Asam laurat merupakan asam lemak berantai sedang yang memiliki potensi sebagai
antimikroba dan antifungi. Asam linoleat pada mentega dapat memberikan perlindungan
terhadap serangan kanker, Jika mentega ditambahkan ke dalam sirup yang didihkan pada
suhu tinggi akan menghasilkan flavor yang menarik dan karakteristik (khas). Sampai saat ini
tidak ada jenis lemak nabati yang dapat menghasilkan flavor yang sama dengan mentega jika
ditambahkan dalam larutan gula mendidih.
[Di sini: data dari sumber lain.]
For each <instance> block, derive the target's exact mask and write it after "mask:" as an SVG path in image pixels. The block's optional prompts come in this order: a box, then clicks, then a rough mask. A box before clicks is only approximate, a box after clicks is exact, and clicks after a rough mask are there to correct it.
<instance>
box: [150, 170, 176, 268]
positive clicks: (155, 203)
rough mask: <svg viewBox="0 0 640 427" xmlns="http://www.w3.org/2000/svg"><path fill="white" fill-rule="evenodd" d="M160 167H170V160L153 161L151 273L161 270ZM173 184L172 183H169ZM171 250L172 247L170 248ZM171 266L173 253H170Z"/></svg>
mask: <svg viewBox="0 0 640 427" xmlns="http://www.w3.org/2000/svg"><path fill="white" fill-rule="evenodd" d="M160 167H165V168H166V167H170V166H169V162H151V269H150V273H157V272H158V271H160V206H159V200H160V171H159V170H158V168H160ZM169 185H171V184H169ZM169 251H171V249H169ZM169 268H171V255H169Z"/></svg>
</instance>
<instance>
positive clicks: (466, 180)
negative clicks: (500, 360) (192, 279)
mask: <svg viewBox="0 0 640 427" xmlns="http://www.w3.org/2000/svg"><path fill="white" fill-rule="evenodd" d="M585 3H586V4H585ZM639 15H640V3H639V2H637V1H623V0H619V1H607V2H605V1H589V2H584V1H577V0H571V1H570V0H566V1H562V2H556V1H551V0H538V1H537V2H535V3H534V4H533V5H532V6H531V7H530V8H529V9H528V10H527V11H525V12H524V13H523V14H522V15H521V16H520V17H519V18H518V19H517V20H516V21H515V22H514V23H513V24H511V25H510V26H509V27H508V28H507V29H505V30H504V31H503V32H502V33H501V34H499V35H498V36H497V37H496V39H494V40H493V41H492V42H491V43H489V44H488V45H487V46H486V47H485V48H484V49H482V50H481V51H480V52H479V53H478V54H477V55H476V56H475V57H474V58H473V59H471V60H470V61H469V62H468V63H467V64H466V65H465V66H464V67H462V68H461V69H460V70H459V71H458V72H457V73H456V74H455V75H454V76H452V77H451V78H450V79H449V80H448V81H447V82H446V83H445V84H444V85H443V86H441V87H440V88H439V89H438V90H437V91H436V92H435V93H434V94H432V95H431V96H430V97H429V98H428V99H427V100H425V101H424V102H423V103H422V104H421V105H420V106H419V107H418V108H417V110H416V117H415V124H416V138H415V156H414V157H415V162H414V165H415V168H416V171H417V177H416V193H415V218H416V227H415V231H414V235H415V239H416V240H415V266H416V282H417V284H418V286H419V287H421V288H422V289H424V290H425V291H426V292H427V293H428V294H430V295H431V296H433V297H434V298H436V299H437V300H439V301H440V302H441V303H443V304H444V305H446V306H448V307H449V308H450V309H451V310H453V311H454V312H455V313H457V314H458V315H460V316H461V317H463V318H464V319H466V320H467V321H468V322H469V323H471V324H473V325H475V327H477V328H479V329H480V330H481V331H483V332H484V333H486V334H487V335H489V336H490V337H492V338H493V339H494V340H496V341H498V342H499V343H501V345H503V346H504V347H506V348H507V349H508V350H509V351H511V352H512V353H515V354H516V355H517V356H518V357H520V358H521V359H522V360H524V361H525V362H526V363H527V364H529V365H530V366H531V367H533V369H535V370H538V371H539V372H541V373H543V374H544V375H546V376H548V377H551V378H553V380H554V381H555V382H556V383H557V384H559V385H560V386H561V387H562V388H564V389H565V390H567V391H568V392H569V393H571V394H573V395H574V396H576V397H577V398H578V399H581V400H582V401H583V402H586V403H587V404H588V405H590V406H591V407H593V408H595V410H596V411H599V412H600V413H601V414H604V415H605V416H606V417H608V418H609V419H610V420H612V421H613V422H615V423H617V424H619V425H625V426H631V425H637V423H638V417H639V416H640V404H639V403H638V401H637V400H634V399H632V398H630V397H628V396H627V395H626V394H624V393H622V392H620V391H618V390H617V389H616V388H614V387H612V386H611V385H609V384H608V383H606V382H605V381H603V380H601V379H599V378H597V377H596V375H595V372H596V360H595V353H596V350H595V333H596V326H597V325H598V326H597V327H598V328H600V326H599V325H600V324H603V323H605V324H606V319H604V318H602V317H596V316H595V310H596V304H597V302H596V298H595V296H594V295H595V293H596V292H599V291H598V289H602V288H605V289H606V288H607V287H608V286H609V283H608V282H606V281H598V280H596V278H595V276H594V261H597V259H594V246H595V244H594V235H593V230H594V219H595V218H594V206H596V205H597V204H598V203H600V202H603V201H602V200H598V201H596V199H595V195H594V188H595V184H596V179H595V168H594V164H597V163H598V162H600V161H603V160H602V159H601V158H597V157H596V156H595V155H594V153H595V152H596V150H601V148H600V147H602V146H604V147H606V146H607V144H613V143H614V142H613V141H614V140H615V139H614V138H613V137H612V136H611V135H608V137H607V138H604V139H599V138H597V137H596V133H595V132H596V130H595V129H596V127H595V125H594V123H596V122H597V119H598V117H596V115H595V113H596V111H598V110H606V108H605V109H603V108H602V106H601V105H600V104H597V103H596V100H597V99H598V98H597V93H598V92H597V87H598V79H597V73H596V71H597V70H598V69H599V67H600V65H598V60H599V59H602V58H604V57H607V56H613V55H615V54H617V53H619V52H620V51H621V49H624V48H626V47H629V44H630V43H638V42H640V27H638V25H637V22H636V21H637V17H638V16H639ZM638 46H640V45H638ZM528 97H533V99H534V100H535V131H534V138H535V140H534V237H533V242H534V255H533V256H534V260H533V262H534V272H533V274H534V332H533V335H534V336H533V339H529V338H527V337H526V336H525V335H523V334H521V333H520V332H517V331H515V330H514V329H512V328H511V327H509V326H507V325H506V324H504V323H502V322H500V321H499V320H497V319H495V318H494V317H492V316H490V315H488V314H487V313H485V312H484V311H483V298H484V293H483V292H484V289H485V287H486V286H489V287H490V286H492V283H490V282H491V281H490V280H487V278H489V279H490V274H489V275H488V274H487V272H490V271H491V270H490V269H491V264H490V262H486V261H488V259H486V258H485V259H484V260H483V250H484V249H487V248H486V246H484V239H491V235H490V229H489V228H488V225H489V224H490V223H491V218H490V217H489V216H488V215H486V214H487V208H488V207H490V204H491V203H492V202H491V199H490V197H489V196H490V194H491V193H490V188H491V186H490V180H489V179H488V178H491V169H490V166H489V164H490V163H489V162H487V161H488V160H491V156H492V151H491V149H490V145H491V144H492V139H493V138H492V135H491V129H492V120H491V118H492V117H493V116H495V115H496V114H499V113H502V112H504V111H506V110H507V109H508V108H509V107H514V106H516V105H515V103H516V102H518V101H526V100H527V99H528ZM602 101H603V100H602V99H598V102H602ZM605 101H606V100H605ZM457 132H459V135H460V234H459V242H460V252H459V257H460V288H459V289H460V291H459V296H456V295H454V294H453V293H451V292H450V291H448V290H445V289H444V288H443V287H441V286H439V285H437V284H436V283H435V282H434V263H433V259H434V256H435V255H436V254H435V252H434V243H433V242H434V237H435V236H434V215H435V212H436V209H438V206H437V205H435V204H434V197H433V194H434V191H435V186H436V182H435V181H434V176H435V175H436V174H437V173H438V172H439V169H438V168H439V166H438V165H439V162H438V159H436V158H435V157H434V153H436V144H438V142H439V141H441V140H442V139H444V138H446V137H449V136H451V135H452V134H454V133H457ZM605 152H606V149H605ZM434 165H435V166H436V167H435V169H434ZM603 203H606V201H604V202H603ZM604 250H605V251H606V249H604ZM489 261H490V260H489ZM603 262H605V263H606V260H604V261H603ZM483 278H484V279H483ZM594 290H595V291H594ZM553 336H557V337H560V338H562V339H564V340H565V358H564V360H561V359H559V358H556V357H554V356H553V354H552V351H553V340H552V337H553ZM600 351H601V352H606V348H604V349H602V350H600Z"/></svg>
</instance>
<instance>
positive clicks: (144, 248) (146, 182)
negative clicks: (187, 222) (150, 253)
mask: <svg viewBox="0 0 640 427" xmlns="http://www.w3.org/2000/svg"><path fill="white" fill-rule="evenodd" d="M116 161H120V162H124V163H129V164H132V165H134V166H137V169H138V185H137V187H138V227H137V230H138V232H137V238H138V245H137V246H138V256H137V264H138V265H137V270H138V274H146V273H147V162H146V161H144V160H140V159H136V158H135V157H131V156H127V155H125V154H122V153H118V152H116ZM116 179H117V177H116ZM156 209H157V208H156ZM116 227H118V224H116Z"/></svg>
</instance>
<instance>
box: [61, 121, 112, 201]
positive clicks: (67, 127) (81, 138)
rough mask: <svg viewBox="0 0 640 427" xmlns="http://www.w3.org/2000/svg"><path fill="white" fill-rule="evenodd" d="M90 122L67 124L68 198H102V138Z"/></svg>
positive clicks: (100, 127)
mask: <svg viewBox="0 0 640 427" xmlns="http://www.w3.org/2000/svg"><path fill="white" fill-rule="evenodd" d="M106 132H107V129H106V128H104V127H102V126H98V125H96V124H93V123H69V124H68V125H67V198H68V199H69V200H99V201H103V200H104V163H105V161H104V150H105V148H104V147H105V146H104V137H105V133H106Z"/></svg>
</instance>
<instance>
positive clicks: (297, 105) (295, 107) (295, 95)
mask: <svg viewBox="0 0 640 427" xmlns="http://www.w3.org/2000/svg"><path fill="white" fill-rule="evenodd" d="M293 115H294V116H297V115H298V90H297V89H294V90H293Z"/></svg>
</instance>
Meskipun demikian, jenis-jenis lemak tertentu
dikembangkan untuk memperoleh flavor yang mirip flavor yang dihasilkan mentega
(Koswara, 2009).
2.6.3 Sirup Glukosa
Sirup glukosa adalah cairan gula kental yang diperoleh dari pati. Sirup
glukosa dipergunakan dalam industri makanan dan minuman terutama industri permen,
selai, dan penggalengan buah-buahan. Fungsi dari sirup glukosa dalam pembuatan
permen yaitu meningkatkan viskositas dari permen sehingga tidak lengket. Penggunaan
sirup glukosa ternyata dapat mencegah kerusakan pada permen. Hal tersebut
disebabkan kandungan fase cair dari permen memiliki konsentrasi bahan kering sebesar
75-76% dari berat permen, kondisi ini tidak dapat diperoleh dengan melarutkan gula
ataupun dekstrosa secara sendiri-sendiri tetapi dengan mencampurkan gula dan sirup
glukosa, dekstrosa atau sirup maltosa (Hidayat dan Ikarisztiana, 2004).
2.6.4 Air
Air dalam pembuatan Hard Candy berguna untuk melarutkan kristal gula pasir. Jumlah air
yang digunakan sekitas 20% dari total bahan, dan pada produk akhir diharapkan kadar air
permen tinggal 0,5-1%. Jumlah air yang terlalu banyak akan mengurangi stabilitas permen
selama penyimpanan, karena permen menjadi mudah meleleh (Ramadhan, 2012).
2.6.5 Kacang-kacangan
Kacang-kacangan dan buah-buahan dapat digunakan sebagai bahan dasar untuk
pembuatan produk candy yang termasuk kedalam jenis candy crystaline dan
non crystaline yang dapat di jual untuk usaha candy. Buah-buahan yang dapat digunakan
untuk produk candy yaitu buah yang dikeringkan seperti kismis, buah yang sudah diawetkan
dengan cara dimanisan seperti cherry dan buah yang masih segar seperti strawberry. Jenis
kacang yang dapat digunakan untuk pembuatan candy yaitu diantaranya kacang kenari,
hanzelnuts, peanut, pecan, pine nuts, pistachio dan walnut (Nikmawati,2008).